The first generation of coding assistants mostly stayed outside the repository. They could answer questions, explain code, and generate diffs, but the actual work still came back to the developer. Someone had to apply the change, run the command, check the failure, and decide what happened next.

As assistants became agents, tools like Aider, Cursor, and Claude Code gave models access to the repo, the filesystem, and the terminal. This did remove a lot of friction: if the agent already knew what to edit and which test to run, it could close the loop itself.

But giving agents the ability to act also changed the risk. Shell access is useful for running tests and installing dependencies, but it can also execute destructive commands, expose sensitive files, or follow malicious instructions hidden in the repo. Permissioning helped, but allowlists and approval prompts could only go so far. Shell safety is contextual, and the same command can be harmless in one situation and dangerous in another.

Long-running workflows like Ralph loops and later claw systems made this more obvious.
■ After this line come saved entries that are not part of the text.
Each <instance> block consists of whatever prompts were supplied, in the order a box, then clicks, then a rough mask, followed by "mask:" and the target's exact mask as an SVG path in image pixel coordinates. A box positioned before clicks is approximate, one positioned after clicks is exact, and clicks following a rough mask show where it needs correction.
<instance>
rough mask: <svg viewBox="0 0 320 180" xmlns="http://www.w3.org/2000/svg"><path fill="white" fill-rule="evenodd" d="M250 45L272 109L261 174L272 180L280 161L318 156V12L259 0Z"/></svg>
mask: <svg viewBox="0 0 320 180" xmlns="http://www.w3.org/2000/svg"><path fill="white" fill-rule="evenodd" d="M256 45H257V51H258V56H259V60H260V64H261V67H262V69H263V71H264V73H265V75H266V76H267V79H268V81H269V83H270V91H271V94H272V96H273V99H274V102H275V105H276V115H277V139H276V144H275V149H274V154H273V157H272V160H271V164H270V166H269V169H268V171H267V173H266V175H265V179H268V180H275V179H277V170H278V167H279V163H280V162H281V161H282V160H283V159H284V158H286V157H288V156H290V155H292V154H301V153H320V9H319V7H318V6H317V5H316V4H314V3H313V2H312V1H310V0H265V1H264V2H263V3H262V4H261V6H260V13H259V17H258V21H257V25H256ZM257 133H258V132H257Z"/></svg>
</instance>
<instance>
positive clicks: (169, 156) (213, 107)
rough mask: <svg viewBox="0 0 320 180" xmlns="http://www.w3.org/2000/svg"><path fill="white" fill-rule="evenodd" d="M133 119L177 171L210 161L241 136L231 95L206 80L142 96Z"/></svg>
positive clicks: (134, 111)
Developers wanted agents that could keep working beyond a single prompt: try an approach, run tests, inspect failures, update code, and continue. That kind of autonomy needs more than tool access. It needs a safe, persistent place to work.

While building Potpie, we ran into the same issue. There were no agent specific isolation systems that catered to the quirks of agent specific permissions. Docker, spare machines, allowlists, and remote sandboxes each solved part of the problem, but each left something unresolved: persistence, privacy, recovery, scale, and lastly trust.

That is why coding agents need an agent-native sandbox: A sandbox with a safer but permissive shell, a controlled workspace where they can work freely enough to be useful without putting the host, the codebase, or any other systems at risk.

Agent-native sandbox: A sandbox is more than an execution layer

Traditionally, a sandbox has been seen as a secure place to execute shell commands. That is part of it, but for coding agents, it is not enough. A coding agent needs three things to stay separate: the repository, the workspace and the execution environment.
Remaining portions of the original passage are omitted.